Value of microeffiency

Doug Gwyn gwyn at brl-smoke.ARPA
Mon Jul 11 23:45:37 AEST 1988


In article <449 at proxftl.UUCP> bill at proxftl.UUCP (T. William Wells) writes:
>	Once upon a time I got very tired of the slowness of the
>	UNIX sort program. So I wrote a clone of it. I invented a
>	whole new algorithm for it which you could call a
>	linked-list merge sort.  It beat every other sort method
>	that I tested hands-down.  Its only drawback is the
>	memory for the linked list.  (Actually, I'd bet that
>	someone invented this sort before me, but at the time,
>	I'd never heard of anything like it.)

You don't actually need linked lists for this method; arrays of
pointers to the records will do fine.  That is known as "list merge"
sorting (see Knuth vol. 3), and it is my favorite method.

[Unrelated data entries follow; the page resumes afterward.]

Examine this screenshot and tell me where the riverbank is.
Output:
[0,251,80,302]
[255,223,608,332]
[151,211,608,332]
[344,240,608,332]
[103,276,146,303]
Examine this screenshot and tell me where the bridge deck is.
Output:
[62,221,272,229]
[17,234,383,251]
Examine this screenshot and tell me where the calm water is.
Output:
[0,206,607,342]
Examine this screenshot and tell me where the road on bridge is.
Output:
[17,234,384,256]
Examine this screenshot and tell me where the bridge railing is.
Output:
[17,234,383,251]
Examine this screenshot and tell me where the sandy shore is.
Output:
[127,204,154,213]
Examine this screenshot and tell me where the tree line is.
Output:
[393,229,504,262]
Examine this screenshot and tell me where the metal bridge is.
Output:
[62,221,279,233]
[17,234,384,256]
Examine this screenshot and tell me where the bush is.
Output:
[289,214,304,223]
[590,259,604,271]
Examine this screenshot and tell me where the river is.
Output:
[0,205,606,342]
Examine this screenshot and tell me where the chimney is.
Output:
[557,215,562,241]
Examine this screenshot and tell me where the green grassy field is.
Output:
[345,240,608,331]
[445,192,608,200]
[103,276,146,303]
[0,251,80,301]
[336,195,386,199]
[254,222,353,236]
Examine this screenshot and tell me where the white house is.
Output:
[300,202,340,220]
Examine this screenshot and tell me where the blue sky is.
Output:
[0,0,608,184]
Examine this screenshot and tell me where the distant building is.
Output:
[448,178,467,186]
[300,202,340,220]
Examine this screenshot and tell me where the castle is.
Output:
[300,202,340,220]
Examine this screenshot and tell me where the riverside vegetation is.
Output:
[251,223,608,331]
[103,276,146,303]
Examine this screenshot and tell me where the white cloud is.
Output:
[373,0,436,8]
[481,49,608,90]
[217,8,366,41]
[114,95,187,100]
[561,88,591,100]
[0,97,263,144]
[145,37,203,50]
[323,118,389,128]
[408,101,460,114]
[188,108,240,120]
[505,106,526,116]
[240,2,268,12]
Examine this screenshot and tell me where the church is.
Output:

I, too, reimplemented the sort utility, although my motivation was
to sort binary records instead of text lines.  As I iteratively
improved it, it evolved into purely merge sorting, using external
"run" files when necessary and sorting the internal buffer via
list merge (originally this was done via heapsort).  Someday I
hope to polish this up and contribute it to the sources newsgroup.

>Most people who defend the notion that there are good and bad
>algorithms try to treat algorithms as if they exist in a vacuum.
>This is Idealist hokum. Algorithms exist to serve purposes, the
>quality of a given algorithm is simply how well it serves a
>given purpose and thus can not be spoken of independently of
>said purpose.

Well said, but this should be tempered with the realization that
code often survives its original intended purpose and gets pressed
into service for unanticipated uses.  Therefore it often pays off
in the long run to select an algorithm that works well enough to
not cause problems when this happens.  Some sorting methods, e.g.
bubble sort, are a real catastrophe when scaled up, so usually it
is wise to pick a method that scales better.

One of my pet peeves is code that assumes that everything will
always fit into main memory, when it would have been only slightly
more trouble to code a method that doesn't rely on that assumption.
Of course, sometimes there is a huge performance difference, but
not always -- especially when you consider that relying on virtual
memory amounts to surrendering application control over external
buffering to the operating system, which doesn't know what the
best buffering strategy for the particular application is.